The facility, that has been availed for three years, will be used for DAE's general corporate purposes, it said.
Omar bin Sulaiman, DAE Group Managing Director, said: "This facility will allow DAE to continue its impressive growth into a world-class global aerospace business. DAE is determined to support Dubai's continued emergence as a globally-renowned aerospace centre and aviation hub."
Finance experts view the deal as "secure and low risk" as it is backed by the government.
According to experts, in spite of the massive size of the deal, it may not necessarily result in optimism for entities seeking heavy refinancing. "In the region in general, we are facing low liquidity, there is a funding shortage. This deal is government backed, which makes it secure and low risk. I do not think it is indicative of any optimism in financing.
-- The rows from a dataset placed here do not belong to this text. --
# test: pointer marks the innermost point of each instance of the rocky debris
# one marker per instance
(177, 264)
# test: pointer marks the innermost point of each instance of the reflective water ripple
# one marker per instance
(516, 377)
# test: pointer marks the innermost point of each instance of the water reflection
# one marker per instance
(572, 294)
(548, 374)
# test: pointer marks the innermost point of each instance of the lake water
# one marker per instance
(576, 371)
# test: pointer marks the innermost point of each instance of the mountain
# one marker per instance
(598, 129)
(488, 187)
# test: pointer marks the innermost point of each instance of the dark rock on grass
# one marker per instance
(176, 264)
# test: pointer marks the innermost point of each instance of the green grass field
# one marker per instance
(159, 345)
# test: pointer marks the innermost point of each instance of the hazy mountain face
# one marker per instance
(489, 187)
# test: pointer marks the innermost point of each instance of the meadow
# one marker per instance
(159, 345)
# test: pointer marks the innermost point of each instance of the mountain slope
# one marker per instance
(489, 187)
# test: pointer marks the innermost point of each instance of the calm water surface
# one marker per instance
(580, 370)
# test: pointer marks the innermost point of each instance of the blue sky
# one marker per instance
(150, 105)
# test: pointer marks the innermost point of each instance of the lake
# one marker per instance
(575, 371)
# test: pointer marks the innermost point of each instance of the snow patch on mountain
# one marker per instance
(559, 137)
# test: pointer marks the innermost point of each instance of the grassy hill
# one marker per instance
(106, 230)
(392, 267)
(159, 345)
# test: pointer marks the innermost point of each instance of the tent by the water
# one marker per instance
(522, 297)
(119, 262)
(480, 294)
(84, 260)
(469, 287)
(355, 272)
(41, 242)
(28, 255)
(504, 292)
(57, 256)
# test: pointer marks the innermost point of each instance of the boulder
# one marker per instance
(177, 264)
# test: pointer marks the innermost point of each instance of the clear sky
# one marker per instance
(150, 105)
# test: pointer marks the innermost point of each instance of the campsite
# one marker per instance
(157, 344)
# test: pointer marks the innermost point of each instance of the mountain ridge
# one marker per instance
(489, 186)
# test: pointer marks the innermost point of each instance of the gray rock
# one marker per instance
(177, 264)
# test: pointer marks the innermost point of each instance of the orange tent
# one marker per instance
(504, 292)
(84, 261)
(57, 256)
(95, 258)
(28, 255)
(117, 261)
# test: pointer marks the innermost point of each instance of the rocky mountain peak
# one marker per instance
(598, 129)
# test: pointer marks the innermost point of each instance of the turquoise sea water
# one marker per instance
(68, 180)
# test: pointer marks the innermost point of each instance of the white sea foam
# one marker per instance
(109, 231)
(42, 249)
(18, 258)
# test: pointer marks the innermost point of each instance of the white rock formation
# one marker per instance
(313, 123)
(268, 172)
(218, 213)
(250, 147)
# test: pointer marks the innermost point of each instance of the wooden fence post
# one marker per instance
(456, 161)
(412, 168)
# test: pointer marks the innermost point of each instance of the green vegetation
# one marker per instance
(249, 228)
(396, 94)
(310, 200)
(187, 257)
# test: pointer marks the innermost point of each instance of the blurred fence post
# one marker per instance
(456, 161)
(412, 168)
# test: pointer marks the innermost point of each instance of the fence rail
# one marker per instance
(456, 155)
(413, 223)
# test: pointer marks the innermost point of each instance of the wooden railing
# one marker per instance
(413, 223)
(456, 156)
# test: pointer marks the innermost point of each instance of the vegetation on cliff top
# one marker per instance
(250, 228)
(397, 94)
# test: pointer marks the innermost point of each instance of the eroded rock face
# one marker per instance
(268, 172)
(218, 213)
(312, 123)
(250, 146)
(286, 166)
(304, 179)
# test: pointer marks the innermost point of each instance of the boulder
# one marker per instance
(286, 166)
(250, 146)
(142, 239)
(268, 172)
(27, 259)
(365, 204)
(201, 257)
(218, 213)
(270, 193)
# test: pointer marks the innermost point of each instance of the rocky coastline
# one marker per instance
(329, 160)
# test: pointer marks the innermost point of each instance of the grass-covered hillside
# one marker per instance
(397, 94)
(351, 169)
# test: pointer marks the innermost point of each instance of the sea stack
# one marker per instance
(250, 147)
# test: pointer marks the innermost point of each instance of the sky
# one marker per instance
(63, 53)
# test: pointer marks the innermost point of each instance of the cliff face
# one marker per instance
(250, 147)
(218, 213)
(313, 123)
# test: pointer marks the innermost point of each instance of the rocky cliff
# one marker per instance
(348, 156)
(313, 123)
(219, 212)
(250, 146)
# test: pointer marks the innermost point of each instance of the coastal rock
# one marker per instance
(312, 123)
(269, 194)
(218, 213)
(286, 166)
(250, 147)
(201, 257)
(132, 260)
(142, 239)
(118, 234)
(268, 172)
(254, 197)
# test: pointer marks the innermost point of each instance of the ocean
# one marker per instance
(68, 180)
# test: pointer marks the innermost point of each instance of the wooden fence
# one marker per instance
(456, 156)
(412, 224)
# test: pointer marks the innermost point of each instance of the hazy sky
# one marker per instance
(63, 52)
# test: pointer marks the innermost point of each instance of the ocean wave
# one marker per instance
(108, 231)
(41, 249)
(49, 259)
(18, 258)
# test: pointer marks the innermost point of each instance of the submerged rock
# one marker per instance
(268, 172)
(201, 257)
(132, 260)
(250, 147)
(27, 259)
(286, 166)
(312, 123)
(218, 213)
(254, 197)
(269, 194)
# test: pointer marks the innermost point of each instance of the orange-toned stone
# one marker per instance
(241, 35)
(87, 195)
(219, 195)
The syndicated finance market is far more affected by events at Global Investment House and is presently going through a tough phase," said Raj Madha, Director of equity research at EFG Hermes.
Meanwhile, the Abu Dhabi Islamic Bank on Saturday agreed to a Dh1.45 billion financing for two engineering contractors to assist the development and expansion of the Zayed University campus in Abu Dhabi.
Finance experts said the deals were backed by the government and what remained to be seen was the ease or difficulty with which private or small and medium enterprises get financing from banks.
"Companies with government stakeholders and big corporates with strong balance sheet position may not face problems in receiving various lines of credit at nominal rates but others especially SMEs ,which constitute a sizeable chunk, will definitely face problems during this crisis period. It remains to seen at what rates is money lent to them," said B George Ollassa, research analyst at Dun & Bradstreet South Asia.
Entities like Borse Dubai is seeking refinancing to the tune of $ 2.5bn. "These are specific deals. Backed by the government, they are low risk. I do not think it marks beginning of optimism for any other entities that are seeking heavy refinancing," said Madha.
The UAE Central Bank has advised banks to contain their loan growth rates in view of the global crisis.